Воронцов пожал плечами: как бы он мог оказаться в лагере, да и за что? Как все остальные, отвечал Алсуфьев, ни за что.
– Это хорошо, что ваш Хрущев начал реабилитацию, – продолжал он. – Плохо, что этим ничего не изменишь. Миллионы убитых таким образом не воскресишь. Россия встала на гибельный путь, с которого уже не свернуть, как ни старайся. Она все время будет на него возвращаться и жрать своих сыновей, как чушка своих поросят.
Лейтенант заерзал – разговор приобретал неприятный окрас: если кто-то услышит случайно и донесет, могут и задержать. Иди потом объясняй в милиции, что все в порядке, что это оперативная разработка.
– Вы женаты? – спросил Воронцов, чтобы как-то перевести разговор с опасных рельсов.
Алсуфьев молчал. И когда лейтенант уже решил, что ответа на свой вопрос не получит, тот все-таки ответил.
– Нет, не женат. У меня никого нет. Был только младший брат. Меня арестовали как контрреволюционера, а он был еще ребенком.

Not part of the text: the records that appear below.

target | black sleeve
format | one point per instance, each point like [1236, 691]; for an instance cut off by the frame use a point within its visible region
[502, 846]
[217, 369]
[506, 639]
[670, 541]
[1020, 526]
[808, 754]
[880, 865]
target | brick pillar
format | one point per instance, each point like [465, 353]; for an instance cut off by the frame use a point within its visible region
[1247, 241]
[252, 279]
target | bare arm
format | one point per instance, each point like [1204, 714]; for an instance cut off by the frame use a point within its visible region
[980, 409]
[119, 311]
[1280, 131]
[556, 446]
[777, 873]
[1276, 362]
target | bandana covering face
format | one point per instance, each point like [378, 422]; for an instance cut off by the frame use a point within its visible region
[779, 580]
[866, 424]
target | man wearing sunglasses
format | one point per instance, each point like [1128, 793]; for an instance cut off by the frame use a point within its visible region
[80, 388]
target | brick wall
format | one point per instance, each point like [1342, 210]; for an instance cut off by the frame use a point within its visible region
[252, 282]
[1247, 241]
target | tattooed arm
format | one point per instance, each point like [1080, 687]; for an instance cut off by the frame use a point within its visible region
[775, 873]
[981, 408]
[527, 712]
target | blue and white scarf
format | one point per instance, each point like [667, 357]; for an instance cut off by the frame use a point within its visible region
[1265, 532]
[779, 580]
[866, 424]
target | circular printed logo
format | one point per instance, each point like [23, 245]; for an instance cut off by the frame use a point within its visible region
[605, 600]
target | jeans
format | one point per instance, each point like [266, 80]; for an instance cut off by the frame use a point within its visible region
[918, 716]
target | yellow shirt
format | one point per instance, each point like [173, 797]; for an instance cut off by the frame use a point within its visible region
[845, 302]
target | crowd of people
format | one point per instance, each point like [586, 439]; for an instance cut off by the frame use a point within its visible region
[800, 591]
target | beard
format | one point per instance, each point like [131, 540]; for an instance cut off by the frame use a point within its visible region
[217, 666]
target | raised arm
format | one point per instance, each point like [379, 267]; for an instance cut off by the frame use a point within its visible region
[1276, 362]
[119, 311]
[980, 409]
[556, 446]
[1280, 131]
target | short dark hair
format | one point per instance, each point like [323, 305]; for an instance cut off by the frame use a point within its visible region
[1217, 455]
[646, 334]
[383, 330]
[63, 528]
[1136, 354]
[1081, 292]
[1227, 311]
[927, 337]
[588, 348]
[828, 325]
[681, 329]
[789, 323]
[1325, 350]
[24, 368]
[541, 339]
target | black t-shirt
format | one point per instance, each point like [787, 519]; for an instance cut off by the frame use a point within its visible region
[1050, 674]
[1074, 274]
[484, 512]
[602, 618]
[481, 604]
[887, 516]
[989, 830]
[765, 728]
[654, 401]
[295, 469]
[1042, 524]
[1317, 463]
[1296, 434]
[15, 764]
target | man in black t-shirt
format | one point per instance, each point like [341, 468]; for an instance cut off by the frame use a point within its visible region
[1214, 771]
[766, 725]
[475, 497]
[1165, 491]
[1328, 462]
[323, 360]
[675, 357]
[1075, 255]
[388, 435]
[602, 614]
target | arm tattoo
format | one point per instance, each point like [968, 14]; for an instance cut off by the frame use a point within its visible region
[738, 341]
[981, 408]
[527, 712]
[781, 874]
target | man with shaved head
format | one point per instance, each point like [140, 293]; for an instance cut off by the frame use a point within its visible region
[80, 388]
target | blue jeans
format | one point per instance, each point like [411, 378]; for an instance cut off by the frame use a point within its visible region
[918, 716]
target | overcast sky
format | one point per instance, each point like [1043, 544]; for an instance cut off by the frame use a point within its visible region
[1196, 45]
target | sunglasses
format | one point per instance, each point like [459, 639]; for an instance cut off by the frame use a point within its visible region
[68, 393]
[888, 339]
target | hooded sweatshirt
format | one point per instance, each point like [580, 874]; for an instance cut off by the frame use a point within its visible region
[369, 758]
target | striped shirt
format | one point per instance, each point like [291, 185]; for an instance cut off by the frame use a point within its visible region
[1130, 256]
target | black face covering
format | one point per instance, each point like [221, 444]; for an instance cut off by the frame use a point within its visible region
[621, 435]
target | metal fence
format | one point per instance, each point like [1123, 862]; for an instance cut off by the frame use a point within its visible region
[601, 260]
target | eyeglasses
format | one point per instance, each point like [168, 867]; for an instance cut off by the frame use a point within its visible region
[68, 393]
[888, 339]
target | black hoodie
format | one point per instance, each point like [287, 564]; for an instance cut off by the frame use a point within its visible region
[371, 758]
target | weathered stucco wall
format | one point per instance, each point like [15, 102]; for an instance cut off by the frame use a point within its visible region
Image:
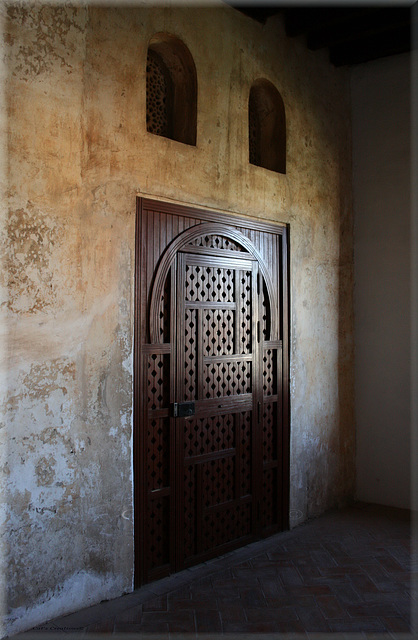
[78, 155]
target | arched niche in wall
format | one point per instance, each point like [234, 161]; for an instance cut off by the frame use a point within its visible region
[267, 127]
[171, 89]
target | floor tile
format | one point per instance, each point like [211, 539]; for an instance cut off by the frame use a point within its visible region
[346, 572]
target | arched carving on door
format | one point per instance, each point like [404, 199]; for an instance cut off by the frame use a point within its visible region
[180, 242]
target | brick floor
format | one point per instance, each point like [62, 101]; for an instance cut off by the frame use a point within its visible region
[350, 571]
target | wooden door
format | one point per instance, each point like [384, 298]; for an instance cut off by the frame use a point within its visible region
[211, 371]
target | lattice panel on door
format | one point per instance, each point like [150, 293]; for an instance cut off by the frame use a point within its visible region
[226, 379]
[218, 482]
[190, 363]
[158, 377]
[266, 314]
[270, 432]
[246, 312]
[158, 453]
[218, 332]
[207, 435]
[269, 372]
[220, 527]
[216, 242]
[246, 453]
[189, 511]
[268, 511]
[209, 284]
[158, 531]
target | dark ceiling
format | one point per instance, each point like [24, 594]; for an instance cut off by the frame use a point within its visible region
[352, 34]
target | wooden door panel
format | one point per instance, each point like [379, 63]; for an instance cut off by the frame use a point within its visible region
[211, 329]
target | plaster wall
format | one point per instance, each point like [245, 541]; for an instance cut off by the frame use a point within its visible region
[381, 100]
[78, 154]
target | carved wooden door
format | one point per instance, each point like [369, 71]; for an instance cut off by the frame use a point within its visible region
[211, 436]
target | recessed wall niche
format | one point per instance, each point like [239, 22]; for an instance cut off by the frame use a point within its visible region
[267, 127]
[171, 89]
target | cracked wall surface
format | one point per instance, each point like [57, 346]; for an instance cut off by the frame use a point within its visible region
[78, 155]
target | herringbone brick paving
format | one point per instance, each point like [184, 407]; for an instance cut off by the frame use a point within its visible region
[349, 571]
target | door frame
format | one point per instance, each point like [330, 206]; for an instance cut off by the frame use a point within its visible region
[200, 216]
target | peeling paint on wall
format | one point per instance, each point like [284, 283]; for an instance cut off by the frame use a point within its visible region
[78, 154]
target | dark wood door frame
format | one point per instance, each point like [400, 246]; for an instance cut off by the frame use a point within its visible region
[162, 229]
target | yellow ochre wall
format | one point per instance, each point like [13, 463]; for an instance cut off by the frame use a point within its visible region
[78, 154]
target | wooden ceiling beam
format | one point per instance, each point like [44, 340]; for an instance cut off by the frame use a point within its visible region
[372, 46]
[357, 27]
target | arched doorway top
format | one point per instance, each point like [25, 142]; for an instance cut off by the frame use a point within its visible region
[184, 240]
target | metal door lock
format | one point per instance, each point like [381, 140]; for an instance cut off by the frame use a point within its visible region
[183, 409]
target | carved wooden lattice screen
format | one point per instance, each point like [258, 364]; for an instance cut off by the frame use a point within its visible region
[211, 435]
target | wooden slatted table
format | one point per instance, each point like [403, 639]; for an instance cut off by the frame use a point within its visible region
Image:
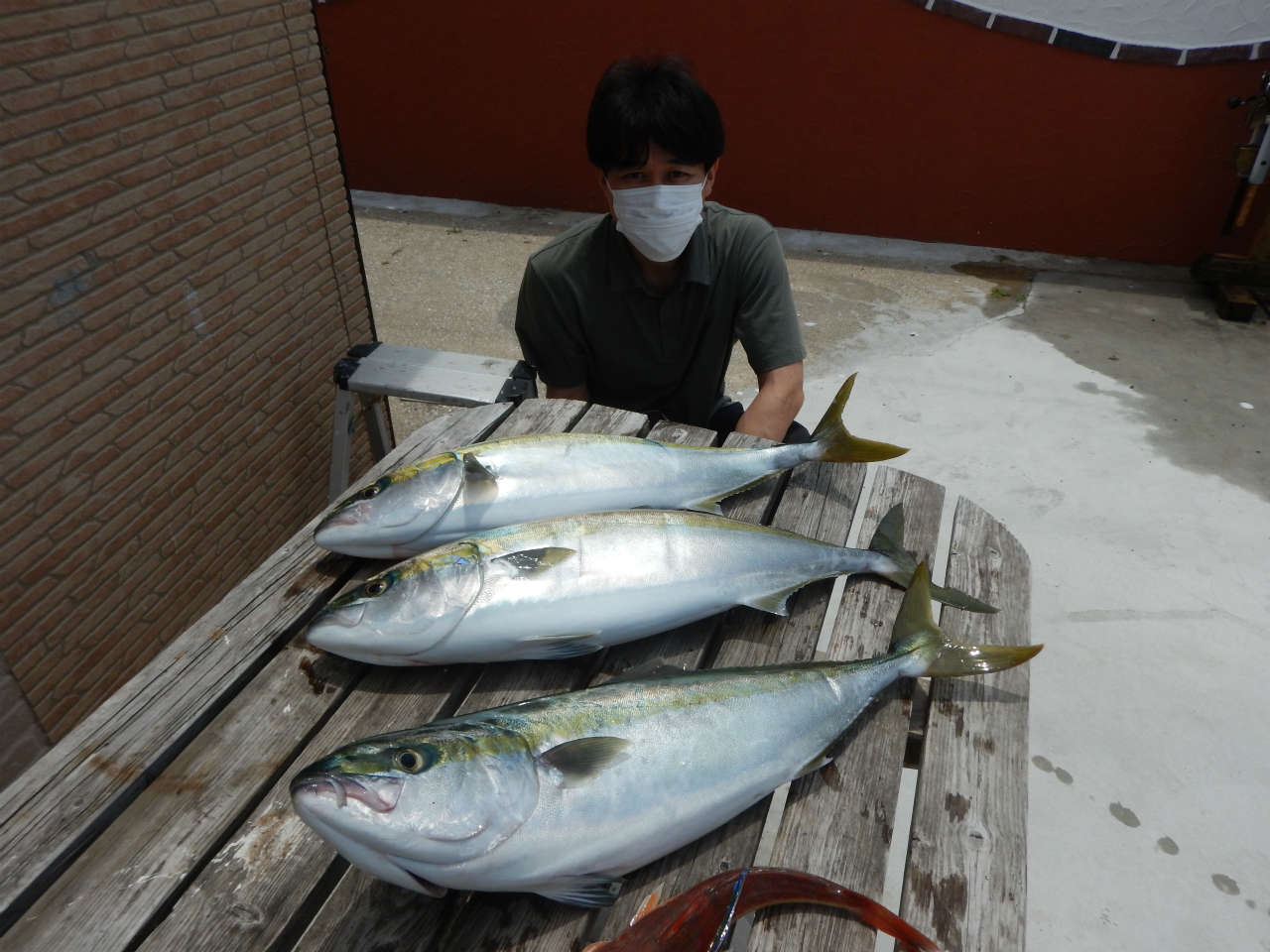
[163, 820]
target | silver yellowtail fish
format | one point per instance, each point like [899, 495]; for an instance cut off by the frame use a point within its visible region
[571, 585]
[564, 794]
[525, 479]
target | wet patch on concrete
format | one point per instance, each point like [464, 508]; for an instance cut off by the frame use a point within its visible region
[1184, 372]
[1011, 284]
[1124, 815]
[1043, 763]
[1224, 884]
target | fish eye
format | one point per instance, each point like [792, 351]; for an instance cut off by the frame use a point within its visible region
[409, 761]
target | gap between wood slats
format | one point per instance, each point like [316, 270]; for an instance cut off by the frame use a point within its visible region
[898, 855]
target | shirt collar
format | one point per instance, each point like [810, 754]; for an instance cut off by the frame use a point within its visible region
[624, 272]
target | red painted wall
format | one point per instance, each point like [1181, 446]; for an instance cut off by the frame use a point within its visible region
[866, 117]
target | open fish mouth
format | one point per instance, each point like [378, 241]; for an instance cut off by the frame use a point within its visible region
[345, 616]
[379, 793]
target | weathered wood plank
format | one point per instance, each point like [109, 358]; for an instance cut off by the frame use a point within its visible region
[965, 881]
[254, 885]
[838, 821]
[63, 802]
[108, 895]
[820, 502]
[358, 902]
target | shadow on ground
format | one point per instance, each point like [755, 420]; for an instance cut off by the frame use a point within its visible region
[1198, 382]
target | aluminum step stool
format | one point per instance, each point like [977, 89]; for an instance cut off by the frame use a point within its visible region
[376, 371]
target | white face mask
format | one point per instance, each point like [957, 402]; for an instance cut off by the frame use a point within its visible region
[658, 220]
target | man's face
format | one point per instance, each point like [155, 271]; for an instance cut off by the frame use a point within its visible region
[661, 169]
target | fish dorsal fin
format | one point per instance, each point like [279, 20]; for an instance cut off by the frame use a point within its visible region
[774, 602]
[889, 536]
[534, 561]
[585, 758]
[480, 485]
[588, 890]
[915, 616]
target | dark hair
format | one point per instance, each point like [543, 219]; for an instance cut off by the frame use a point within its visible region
[658, 100]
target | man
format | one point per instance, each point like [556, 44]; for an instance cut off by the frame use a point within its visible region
[639, 308]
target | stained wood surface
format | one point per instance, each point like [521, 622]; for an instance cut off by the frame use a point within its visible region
[965, 880]
[189, 838]
[63, 801]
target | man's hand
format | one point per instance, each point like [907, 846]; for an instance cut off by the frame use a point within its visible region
[780, 398]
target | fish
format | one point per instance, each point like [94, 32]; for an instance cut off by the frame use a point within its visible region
[572, 585]
[525, 479]
[702, 918]
[564, 794]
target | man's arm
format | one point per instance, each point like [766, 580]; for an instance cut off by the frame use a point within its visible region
[578, 393]
[780, 398]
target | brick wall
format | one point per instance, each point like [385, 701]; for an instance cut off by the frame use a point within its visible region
[178, 275]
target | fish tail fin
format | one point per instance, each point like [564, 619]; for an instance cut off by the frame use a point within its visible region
[935, 654]
[834, 442]
[771, 887]
[889, 540]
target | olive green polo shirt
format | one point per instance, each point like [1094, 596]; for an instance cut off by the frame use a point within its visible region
[585, 315]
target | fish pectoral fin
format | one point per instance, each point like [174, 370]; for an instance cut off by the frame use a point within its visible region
[557, 647]
[710, 504]
[592, 890]
[774, 602]
[584, 760]
[480, 485]
[534, 561]
[651, 901]
[826, 757]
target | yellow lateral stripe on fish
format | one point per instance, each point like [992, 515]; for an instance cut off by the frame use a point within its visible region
[524, 479]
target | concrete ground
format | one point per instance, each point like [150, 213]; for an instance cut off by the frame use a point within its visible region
[1120, 429]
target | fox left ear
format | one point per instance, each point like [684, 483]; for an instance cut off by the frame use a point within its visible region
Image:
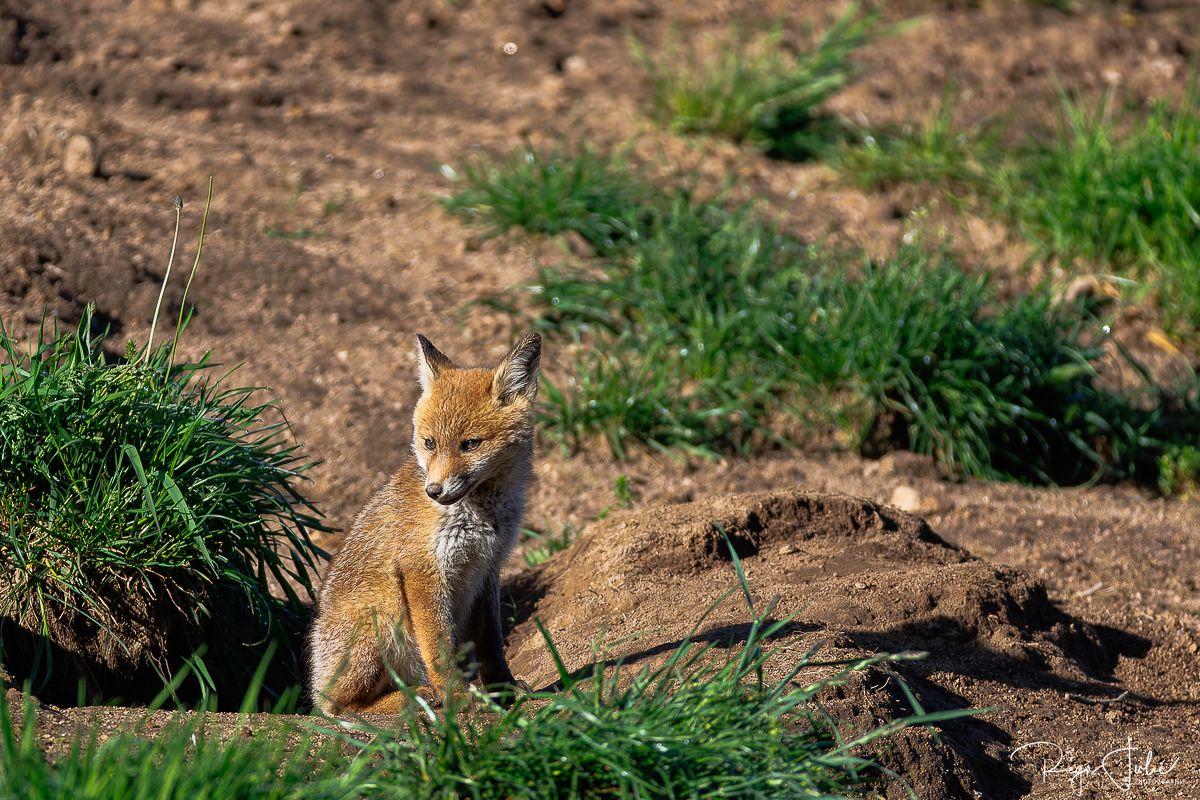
[430, 361]
[517, 374]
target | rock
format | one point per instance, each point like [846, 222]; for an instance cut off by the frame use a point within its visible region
[79, 156]
[574, 65]
[906, 499]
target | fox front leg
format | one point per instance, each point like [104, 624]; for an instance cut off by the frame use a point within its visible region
[487, 636]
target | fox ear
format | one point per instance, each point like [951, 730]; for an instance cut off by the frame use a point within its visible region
[430, 362]
[517, 374]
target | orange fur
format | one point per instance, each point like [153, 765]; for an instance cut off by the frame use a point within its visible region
[418, 576]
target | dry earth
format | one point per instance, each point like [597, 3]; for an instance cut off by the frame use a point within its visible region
[324, 125]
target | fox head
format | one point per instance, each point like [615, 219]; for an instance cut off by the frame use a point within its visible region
[473, 423]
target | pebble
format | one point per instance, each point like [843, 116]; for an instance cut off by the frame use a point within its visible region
[906, 499]
[79, 156]
[574, 65]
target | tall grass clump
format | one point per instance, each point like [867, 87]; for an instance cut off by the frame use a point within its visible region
[701, 723]
[147, 506]
[1120, 187]
[183, 762]
[767, 91]
[712, 331]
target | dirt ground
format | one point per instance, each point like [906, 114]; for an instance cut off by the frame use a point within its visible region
[325, 124]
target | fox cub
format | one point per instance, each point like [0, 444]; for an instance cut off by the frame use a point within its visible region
[419, 573]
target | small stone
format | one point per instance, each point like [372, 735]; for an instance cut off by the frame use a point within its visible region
[79, 156]
[906, 499]
[574, 65]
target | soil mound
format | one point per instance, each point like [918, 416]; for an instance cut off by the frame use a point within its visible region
[857, 578]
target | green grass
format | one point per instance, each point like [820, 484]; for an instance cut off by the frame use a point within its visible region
[145, 503]
[538, 546]
[1120, 188]
[934, 151]
[709, 330]
[699, 725]
[559, 191]
[1179, 471]
[767, 91]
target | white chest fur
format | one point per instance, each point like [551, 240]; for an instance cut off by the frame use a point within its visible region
[474, 537]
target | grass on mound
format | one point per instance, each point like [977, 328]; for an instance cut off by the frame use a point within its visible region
[697, 726]
[766, 91]
[145, 504]
[711, 330]
[1120, 187]
[935, 150]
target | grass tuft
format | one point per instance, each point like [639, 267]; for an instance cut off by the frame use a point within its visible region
[559, 191]
[766, 91]
[935, 151]
[145, 506]
[1120, 187]
[700, 723]
[712, 331]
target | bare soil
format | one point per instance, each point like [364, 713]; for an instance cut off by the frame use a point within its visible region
[324, 125]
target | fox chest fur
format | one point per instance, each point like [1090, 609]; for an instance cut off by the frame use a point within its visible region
[472, 540]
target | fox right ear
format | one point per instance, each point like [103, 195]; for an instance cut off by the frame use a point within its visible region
[430, 362]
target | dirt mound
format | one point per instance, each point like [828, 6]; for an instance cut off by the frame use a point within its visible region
[856, 577]
[858, 572]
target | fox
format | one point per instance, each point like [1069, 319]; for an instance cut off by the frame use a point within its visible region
[418, 577]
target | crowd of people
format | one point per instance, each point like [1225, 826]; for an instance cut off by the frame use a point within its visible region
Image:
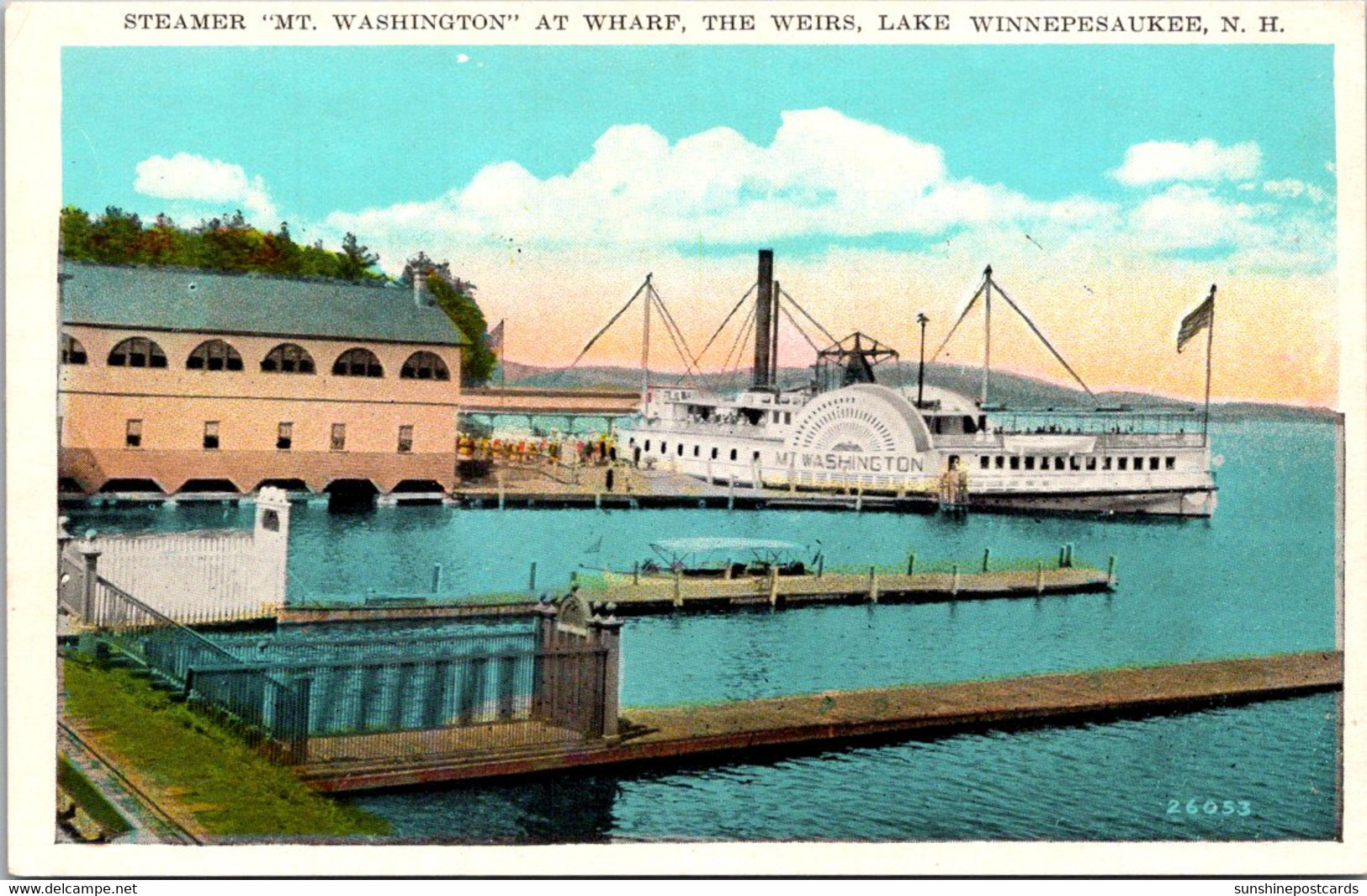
[596, 452]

Я отправился в лагерь, а брат стал беспризорником.
Помолчали.
– Почему вы говорите про брата «был»? – спросил лейтенант. – Может, он жив еще.
Алсуфьев покачал головой: шансов крайне мало. Даже если его не убили на улице, он наверняка попал под репрессии тридцатых годов. Если нет, то его, вероятно, убили на войне.
– Почему же вы не забрали его с собой?
– Потому что я бежал из лагеря за границу. А вернуться назад, в СССР, было тогда невозможно: меня сразу бы расстреляли.
– А вы пытались о нем что-нибудь узнать?
Он пытался – насколько, конечно, это было возможно, находясь за границей. Но о брате ни слуху, ни духу. Очевидно, тот погиб.
– Слушайте, но это можно выяснить, – осторожно начал Воронцов. – Фамилию, имя, отчество и возраст вы знаете. У нас все граждане где-то прописаны. Это займет некоторое время, конечно, но все-таки шансы есть…
Алсуфьев молчал. На самом деле шансов не было. Дети бывших часто меняли фамилии, чтобы не попасть в репрессивную мясорубку. Иногда это делали они сами, иногда – добросердечные сотрудники паспортных столов. В самом деле, чем виноват ребенок, который родился в дворянской семье. Он же себе родителей не выбирал. Смени ему фамилию – глядишь, из него получится примерный гражданин – рабочий, колхозник или трудовая интеллигенция. Нет, шансов найти Митьку практически никаких.